Abstract

It is remarkable that among more than 2,100 rats in our colony which from July 30, 1920, to April 12, 1928, developed cysticercus tumors of the liver following experimental infestation with Cysticercus fasciolaris , the larva of the cat tapeworm Taenia crassicollis , there was not a single carcinoma whose origin could in any way be attributed to the stimulation by the parasite. In a previous study (1) of cysticercus tumors of 1,400 rats (1) the writers found that all these tumors were of mesothelial origin and all except one were malignant. Two of the neoplasms contained hyaline cartilage and two contained both cartilage and osteoid tissue or bone. Of these four tumors one was an osteoid chondroma, one a chondrosarcoma, one an osteo-chondrosarcoma, and the other a mixed cell sarcoma containing islands of cartilage.
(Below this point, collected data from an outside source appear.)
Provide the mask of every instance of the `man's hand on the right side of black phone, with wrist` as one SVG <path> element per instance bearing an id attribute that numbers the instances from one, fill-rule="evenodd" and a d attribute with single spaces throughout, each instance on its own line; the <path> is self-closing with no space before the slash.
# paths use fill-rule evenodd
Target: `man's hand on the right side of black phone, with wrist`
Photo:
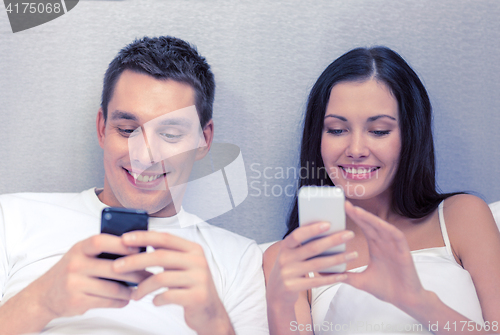
<path id="1" fill-rule="evenodd" d="M 183 306 L 186 324 L 200 335 L 234 334 L 199 244 L 153 231 L 126 233 L 122 239 L 126 246 L 152 246 L 155 251 L 117 259 L 116 272 L 140 271 L 151 266 L 165 269 L 139 283 L 132 299 L 139 300 L 160 288 L 167 288 L 153 299 L 156 306 Z"/>

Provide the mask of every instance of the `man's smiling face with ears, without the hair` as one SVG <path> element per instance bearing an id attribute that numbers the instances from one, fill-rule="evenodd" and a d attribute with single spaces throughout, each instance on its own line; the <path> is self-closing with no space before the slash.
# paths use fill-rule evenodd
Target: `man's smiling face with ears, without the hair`
<path id="1" fill-rule="evenodd" d="M 206 155 L 213 137 L 212 121 L 202 131 L 194 104 L 195 91 L 188 84 L 129 70 L 121 74 L 107 120 L 102 110 L 97 115 L 104 150 L 102 202 L 153 216 L 176 214 L 183 188 L 174 186 L 188 181 L 194 161 Z"/>

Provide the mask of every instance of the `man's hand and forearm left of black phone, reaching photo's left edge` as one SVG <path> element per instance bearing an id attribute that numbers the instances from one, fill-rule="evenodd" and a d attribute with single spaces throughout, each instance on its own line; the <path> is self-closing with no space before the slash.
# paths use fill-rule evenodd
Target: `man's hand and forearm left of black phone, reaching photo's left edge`
<path id="1" fill-rule="evenodd" d="M 78 242 L 44 275 L 0 308 L 0 333 L 39 332 L 58 317 L 80 315 L 91 308 L 126 306 L 132 289 L 99 278 L 140 282 L 150 274 L 118 274 L 113 270 L 113 261 L 95 256 L 101 252 L 131 255 L 138 251 L 125 246 L 120 237 L 107 234 Z"/>

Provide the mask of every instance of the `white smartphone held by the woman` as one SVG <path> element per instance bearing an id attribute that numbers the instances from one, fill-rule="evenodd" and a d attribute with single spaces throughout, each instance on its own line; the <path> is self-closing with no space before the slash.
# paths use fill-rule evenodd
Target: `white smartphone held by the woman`
<path id="1" fill-rule="evenodd" d="M 333 186 L 303 186 L 299 190 L 299 225 L 307 225 L 319 221 L 330 222 L 330 229 L 309 240 L 310 242 L 345 230 L 345 196 L 344 191 Z M 345 243 L 326 250 L 315 257 L 329 256 L 345 251 Z M 346 264 L 331 266 L 320 272 L 344 272 Z"/>

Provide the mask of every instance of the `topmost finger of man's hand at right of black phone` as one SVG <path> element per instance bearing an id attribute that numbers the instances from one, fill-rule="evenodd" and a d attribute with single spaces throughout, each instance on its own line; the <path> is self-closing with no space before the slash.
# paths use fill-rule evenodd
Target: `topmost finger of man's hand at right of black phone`
<path id="1" fill-rule="evenodd" d="M 152 246 L 177 251 L 190 251 L 199 245 L 179 236 L 155 231 L 134 231 L 122 235 L 123 243 L 131 247 Z"/>

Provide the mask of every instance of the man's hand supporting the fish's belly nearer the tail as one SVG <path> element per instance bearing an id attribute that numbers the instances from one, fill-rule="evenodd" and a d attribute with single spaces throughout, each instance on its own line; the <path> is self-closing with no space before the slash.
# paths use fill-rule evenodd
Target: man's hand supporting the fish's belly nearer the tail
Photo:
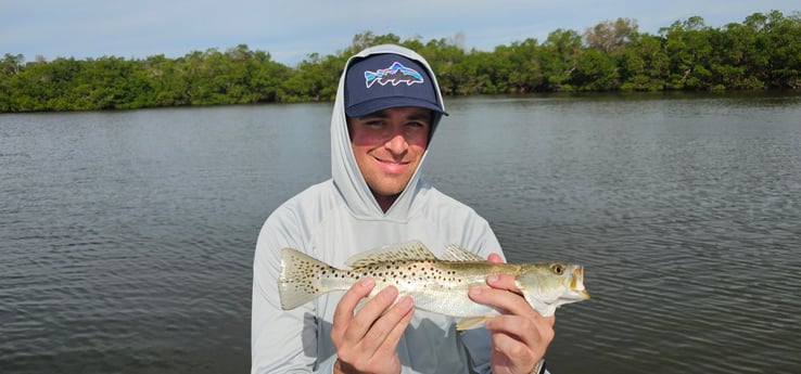
<path id="1" fill-rule="evenodd" d="M 400 373 L 395 348 L 411 321 L 414 302 L 406 296 L 393 306 L 397 288 L 390 286 L 354 314 L 359 300 L 370 295 L 374 286 L 376 281 L 370 278 L 360 280 L 336 306 L 331 330 L 331 340 L 339 356 L 334 373 Z"/>

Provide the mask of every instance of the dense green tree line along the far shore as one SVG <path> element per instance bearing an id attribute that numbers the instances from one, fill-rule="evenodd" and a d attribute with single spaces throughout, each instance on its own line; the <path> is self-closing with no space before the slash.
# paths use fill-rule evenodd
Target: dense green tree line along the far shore
<path id="1" fill-rule="evenodd" d="M 5 53 L 0 113 L 332 101 L 347 57 L 380 43 L 425 56 L 446 95 L 801 89 L 799 12 L 754 13 L 719 28 L 694 16 L 658 35 L 619 18 L 582 34 L 557 29 L 542 42 L 529 38 L 493 51 L 468 51 L 463 38 L 423 42 L 366 31 L 335 54 L 312 53 L 292 67 L 246 44 L 177 59 L 26 62 L 22 54 Z"/>

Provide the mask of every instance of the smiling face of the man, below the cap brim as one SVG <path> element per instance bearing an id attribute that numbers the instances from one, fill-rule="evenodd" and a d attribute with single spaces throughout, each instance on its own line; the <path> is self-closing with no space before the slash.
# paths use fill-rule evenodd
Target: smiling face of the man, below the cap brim
<path id="1" fill-rule="evenodd" d="M 356 164 L 386 211 L 420 165 L 429 143 L 431 111 L 393 107 L 348 118 L 347 129 Z"/>

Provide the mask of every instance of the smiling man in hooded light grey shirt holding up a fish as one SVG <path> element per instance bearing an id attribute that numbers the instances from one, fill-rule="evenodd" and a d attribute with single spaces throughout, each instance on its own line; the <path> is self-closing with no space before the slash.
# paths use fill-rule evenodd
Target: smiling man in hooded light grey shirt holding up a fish
<path id="1" fill-rule="evenodd" d="M 281 309 L 277 279 L 283 247 L 339 268 L 357 253 L 410 240 L 435 255 L 457 244 L 501 261 L 486 220 L 422 178 L 443 115 L 436 79 L 417 53 L 379 46 L 347 62 L 331 118 L 332 178 L 277 208 L 258 236 L 253 373 L 453 374 L 472 367 L 525 374 L 542 369 L 554 319 L 537 314 L 508 276 L 488 276 L 488 286 L 470 291 L 476 302 L 506 313 L 466 332 L 457 332 L 452 318 L 415 310 L 414 300 L 398 299 L 395 287 L 357 308 L 374 286 L 370 279 L 344 294 Z"/>

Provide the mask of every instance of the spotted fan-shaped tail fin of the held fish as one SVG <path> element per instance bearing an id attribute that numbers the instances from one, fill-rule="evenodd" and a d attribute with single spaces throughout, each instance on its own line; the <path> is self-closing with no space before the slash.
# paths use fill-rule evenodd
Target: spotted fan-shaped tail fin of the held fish
<path id="1" fill-rule="evenodd" d="M 278 294 L 281 308 L 295 309 L 331 291 L 320 283 L 322 271 L 334 268 L 293 248 L 281 249 L 281 274 L 278 278 Z"/>

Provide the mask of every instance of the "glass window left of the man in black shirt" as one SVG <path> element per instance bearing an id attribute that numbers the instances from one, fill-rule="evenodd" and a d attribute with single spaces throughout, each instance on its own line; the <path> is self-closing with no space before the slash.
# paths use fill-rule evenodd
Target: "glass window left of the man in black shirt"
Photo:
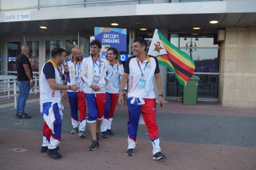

Since the publication of this article we have encountered another Cysticercus chondroma or chondrosarcoma and the interesting mixed tumor which is the subject of this report. In addition to these, two rats developed benign cyst-adenomata which apparently originated in isolated bile ducts in the walls of Cysticercus cysts. Excluding the tumor which will be presented in this paper, these two adenomata were the only epithelial growths which have arisen in the walls of parasitic cysts among more than 2100 rats bearing Cysticercus tumors.